Alfonso Gianni*,   26 aprile 2011, 17:40

Chi ha paura di John Maynard Keynes?

Politica     

Il Ministro Tremonti, in una conversazione con Massimo Giannini riportata ieri da Repubblica, annuncia una nuova modifica costituzionale, quella all'articolo 81, in modo tale da introdurre nella Carta il vincolo della disciplina di bilancio


La propensione del governo Berlusconi a mettere mano alla Costituzione formale per farla assomigliare il più possibile a una poco edificante costituzione materiale è nota da tempo. Anche se finora si è trattato più di velleità che di capacità di realizzazione, i progetti annunciati in questo senso sono diversi. Alcuni hanno padri famosi, altri carneadi di turno. Si spazia dalla riforma dell'articolo 1 che vorrebbe ipocritamente ridare centralità al parlamento, in realtà mortificato dall'esecutivo e dalla pessima legge elettorale in vigore, alla più volte annunciata, ma non ancora presentata, riscrittura dell'articolo 41 che dovrebbe sollevare l'impresa da ogni tipo di responsabilità sociale. Da ultimo si vocifera persino di una modifica tale da incidere sul diritto di sciopero, in modo, per intenderci, da costituzionalizzare quanto contenuto nei recenti "accordi" Fiat, ossia che lo sciopero non può mettere in discussione gli obiettivi produttivi dell'impresa (il che equivale ad abolirlo).

Non soddisfatto di ciò il Ministro Tremonti, in una conversazione con Massimo Giannini riportata ieri da Repubblica, annuncia una nuova modifica costituzionale, quella all'articolo 81, in modo tale da introdurre nella Carta il vincolo della disciplina di bilancio.
A onor del vero non è una novità. Il proposito era scritto a chiare lettere nella perentoria premessa al lungo Documento di Economia e Finanza, deliberato dal Consiglio dei ministri il 13 aprile scorso ma fino ad oggi passato quasi inosservato. Nel documento si fa ovviamente esplicito e insistito riferimento al nuovo Patto per l'Euro approvato dal Consiglio europeo del 24/25 marzo, che "è molto di più di quello che sembra. E' in sostanza un ‘Trattato nel Trattato', destinato a modificare radicalmente la struttura costituzionale europea".
Peccato, ma di ciò Tremonti non si cura, che non vi sia stata alcuna assemblea costituente che abbia varato simili impianti istituzionali, né tantomeno alcuna validazione popolare su cui fondare la loro autorevolezza.

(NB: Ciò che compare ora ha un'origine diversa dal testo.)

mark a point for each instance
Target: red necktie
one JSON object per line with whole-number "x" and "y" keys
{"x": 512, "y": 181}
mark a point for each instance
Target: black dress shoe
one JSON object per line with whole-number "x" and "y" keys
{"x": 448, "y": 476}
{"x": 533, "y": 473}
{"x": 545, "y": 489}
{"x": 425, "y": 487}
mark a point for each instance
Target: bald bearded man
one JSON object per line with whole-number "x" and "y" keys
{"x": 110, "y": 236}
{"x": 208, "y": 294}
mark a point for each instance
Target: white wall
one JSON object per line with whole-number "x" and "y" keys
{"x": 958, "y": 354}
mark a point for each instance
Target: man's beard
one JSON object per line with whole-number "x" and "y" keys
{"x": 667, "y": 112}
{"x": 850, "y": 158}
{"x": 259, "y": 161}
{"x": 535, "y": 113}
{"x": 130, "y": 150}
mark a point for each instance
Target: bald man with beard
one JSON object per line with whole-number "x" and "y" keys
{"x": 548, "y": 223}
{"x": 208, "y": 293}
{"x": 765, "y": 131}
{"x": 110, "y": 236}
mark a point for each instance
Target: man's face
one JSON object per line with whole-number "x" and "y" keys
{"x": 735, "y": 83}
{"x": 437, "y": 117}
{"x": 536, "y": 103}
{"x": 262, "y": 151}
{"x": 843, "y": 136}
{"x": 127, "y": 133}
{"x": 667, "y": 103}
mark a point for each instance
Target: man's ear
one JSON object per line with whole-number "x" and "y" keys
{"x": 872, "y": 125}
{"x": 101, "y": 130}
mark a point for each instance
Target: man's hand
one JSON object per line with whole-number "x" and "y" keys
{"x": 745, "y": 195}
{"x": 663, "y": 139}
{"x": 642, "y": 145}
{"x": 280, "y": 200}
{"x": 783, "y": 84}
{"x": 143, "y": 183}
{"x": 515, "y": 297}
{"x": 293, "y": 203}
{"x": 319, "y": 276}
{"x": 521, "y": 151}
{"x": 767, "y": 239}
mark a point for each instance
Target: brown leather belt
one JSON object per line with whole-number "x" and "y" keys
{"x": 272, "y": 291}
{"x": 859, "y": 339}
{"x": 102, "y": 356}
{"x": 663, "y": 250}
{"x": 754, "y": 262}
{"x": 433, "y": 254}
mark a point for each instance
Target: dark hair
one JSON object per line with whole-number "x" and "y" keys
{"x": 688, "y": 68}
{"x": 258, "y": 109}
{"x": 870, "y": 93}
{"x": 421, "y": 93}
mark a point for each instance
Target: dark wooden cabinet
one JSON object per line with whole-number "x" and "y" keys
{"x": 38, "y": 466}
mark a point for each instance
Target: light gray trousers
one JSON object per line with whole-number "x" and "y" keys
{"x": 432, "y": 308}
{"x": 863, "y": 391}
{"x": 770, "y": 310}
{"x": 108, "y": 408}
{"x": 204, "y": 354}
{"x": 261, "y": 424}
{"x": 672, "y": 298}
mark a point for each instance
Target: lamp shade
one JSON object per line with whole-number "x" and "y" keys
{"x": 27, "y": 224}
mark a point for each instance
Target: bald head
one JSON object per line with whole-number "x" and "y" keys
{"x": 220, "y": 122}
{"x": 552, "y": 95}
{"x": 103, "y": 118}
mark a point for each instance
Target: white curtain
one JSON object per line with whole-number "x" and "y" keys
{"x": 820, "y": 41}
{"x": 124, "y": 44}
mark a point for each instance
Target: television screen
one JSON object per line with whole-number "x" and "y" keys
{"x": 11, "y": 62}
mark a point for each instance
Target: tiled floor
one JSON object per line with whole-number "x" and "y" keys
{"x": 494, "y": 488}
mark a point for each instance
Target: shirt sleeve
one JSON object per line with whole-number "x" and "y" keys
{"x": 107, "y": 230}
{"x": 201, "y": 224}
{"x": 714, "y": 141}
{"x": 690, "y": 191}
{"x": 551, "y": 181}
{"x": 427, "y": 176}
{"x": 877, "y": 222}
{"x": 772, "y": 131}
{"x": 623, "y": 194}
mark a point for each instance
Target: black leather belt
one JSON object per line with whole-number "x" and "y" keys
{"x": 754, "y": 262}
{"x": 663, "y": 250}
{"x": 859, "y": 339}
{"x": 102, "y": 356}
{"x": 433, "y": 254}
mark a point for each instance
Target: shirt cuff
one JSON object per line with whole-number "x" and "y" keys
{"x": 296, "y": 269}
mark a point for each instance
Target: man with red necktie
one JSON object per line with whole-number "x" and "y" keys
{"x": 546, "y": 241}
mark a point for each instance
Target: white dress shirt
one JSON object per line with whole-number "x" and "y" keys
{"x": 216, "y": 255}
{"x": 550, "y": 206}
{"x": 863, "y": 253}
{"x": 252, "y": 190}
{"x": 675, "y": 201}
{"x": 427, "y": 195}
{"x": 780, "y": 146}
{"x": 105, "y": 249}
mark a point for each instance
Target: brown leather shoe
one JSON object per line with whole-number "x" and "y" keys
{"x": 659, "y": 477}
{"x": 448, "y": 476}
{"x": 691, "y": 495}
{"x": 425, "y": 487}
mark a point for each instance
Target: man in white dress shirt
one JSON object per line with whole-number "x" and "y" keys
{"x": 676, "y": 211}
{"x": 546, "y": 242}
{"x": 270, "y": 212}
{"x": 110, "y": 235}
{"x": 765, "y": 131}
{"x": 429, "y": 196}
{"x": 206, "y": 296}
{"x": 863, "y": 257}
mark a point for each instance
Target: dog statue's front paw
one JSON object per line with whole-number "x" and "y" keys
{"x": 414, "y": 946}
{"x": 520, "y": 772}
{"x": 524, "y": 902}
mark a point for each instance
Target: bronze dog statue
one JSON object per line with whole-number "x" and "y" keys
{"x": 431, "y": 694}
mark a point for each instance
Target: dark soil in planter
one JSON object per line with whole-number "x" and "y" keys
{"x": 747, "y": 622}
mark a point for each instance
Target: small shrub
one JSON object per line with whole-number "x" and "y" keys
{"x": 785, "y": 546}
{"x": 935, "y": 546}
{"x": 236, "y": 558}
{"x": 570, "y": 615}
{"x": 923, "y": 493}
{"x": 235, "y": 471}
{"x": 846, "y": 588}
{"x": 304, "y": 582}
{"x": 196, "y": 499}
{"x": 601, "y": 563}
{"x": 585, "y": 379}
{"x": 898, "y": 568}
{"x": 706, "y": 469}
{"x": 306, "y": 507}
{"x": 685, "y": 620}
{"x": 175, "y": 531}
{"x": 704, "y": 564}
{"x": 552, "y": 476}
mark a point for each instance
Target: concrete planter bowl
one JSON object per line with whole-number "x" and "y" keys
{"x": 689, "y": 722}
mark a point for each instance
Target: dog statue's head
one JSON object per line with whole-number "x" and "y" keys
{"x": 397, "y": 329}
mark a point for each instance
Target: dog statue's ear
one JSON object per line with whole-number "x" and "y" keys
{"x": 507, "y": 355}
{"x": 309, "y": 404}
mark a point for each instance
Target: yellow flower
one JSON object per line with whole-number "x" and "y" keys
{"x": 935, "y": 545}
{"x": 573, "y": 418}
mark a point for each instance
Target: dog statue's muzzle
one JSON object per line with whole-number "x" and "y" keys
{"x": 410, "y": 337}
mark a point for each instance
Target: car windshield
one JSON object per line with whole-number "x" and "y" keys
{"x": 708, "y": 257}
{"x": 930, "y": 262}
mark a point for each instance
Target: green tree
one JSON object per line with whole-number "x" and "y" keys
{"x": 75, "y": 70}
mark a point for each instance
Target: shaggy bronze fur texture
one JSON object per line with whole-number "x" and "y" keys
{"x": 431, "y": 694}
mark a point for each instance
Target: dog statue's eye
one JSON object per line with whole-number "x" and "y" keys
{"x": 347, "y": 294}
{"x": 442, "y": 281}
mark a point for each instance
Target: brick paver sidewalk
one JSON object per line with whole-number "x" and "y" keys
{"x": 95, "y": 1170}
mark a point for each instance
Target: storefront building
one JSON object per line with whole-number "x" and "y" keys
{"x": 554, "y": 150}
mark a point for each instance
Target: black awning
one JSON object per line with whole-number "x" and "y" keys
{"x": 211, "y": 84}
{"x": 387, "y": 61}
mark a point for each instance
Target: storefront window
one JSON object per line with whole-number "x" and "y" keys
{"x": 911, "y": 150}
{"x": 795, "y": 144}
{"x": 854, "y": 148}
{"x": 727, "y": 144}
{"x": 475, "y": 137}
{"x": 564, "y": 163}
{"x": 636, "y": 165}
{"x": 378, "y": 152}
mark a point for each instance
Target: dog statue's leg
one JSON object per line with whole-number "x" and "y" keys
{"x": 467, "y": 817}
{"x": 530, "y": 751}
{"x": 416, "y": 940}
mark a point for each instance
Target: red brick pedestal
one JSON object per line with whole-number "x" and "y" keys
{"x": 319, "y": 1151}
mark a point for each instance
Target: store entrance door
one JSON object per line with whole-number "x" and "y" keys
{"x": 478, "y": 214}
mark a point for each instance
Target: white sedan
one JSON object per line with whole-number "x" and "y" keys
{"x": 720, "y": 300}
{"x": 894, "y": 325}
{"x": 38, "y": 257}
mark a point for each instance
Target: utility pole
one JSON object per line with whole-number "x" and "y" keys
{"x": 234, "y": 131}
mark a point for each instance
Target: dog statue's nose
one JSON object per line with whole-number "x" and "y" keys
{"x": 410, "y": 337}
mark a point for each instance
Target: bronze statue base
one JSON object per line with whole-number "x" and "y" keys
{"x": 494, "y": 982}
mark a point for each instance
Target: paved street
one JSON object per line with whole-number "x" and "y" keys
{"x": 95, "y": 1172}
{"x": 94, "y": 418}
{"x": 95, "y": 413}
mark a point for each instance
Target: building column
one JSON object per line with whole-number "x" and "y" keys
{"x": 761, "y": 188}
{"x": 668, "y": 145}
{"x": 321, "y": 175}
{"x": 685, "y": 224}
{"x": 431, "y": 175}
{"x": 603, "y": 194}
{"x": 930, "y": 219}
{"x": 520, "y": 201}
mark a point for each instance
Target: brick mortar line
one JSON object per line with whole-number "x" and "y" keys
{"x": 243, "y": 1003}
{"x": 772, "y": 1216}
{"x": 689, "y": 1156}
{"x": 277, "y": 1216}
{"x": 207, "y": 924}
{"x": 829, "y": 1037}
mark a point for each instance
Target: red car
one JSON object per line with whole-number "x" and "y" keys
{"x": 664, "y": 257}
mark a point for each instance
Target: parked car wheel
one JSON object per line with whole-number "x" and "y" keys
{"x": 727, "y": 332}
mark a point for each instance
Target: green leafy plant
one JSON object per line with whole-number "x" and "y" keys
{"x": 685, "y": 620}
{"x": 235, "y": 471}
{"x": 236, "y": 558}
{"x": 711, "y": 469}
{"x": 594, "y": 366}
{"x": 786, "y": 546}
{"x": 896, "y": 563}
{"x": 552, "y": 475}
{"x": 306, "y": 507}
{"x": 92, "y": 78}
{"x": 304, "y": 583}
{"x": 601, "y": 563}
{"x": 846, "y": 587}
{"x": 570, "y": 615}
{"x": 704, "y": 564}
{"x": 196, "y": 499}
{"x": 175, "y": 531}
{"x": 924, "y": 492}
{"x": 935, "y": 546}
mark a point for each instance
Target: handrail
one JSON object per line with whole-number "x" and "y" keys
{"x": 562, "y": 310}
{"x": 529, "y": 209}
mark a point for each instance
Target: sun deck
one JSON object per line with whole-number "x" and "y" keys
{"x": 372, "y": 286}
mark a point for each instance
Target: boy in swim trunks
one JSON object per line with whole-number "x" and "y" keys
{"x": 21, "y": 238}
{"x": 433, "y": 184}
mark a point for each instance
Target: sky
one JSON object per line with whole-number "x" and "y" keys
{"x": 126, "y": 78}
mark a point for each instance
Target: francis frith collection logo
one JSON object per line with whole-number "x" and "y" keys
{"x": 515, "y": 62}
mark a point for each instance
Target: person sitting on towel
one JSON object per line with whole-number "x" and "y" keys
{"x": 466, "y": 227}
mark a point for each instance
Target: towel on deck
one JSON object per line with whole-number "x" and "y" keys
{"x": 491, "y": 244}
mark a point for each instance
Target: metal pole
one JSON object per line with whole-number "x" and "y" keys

Ma ciò non intacca le marmoree convinzioni del Ministro secondo cui "la politica di rigore fiscale non è temporanea ... non è imposta dall'Europa, ma è invece la politica necessaria e senza alternative per gli anni a venire". Siamo dunque tornati a una nuova versione del "pensiero unico", quello che ci ha portato alla crisi economico-finanziaria più grave degli ultimi ottanta anni. Per imporre questo pensiero bisogna uccidere ogni tentativo di ritorno, anche nelle forme più timide, del keynesismo, fino a lasciarsi andare ad affermazioni prive di qualunque fondamento storico e contenuto di verità, come quella secondo cui "le memorie storiche che ci vengono dal ‘900" dimostrerebbero la validità del dogma del rigorismo fiscale. Con il che, oltre a Keynes, il Nostro pensa di avere sistemato anche la ricostruzione storica di un Karl Polanyi.

Purtroppo però non si tratta di una disputa storico-dottrinaria, ma del futuro dell'Europa e del nostro paese. Quello che l'esperienza storica del secolo andato ha effettivamente dimostrato è che ogni fondamentalismo è privo di fondamento reale, se si passa il bisticcio di parole. Nel nostro caso significa che non si può togliere allo stato, addirittura per vincolo costituzionale, la facoltà di finanziare la crescita dell'economia, pena la cancellazione di qualsiasi possibilità di una politica economica. Certo dipende da cosa si intende per crescita e dalla natura e dalla misura del deficit e del debito accumulato.

Proprio perché la crescita non può avvenire continuando sugli stessi binari che hanno portato a un'evidente crisi di sovrapproduzione ( e di sottoconsumo a causa della diminuzione del valore reale delle retribuzioni negli ultimi lustri in tutti i paesi industriali); proprio perché è indispensabile per uscire dalla crisi immaginare e implementare un nuovo modello di sviluppo e di società, puntando prevalentemente sulla produzione di beni che soddisfino i bisogni maturi, ovvero i diritti sociali, che tutelino l'ambiente e creino coesione sociale; proprio perché il capitale privato, per giunta nell'epoca della sua massima finanziarizzazione, si dimostra disinteressato a impegnarsi in investimenti a redditività differita; proprio per tutte queste ragioni vi è bisogno di un intervento del pubblico, a livello sovrannazionale come nazionale.

Se per questo è necessario fare deficit e debito, non solo non è un dramma, ma può essere un bene, cioè la dimostrazione che la collettività investe e scommette su sé stessa. Il debito pubblico infatti non è la stessa cosa del debito privato, anche se il primo non è più a prevalenza domestica come un tempo. Il problema non sta nella quantità in astratto del deficit o del debito (i parametri del 3% e del 60% sono del tutto arbitrari e difatti sono stati ripetutamente violati), ma nella sua sostenibilità, ovvero nella possibilità di fare fronte agli interessi grazie a un adeguato tasso di crescita. Il governatore della Banca d'Italia - e tra poco forse della Banca centrale europea - Mario Draghi ha affermato che i nuovi vincoli europei (che ci costringerebbero a tagli di spesa di 35 mld di euro all'anno!) non sono drammatici se l'Italia cresce a un tasso del 2%. Ma ora non arriviamo che all'1% e a fatica. Per fare un salto in avanti bisogna operare quelle scelte di politica economica che ho prima richiamato e che non si fanno se il mantra è il rigore fiscale, che non è la fine della storia, ma della politica economica di sicuro.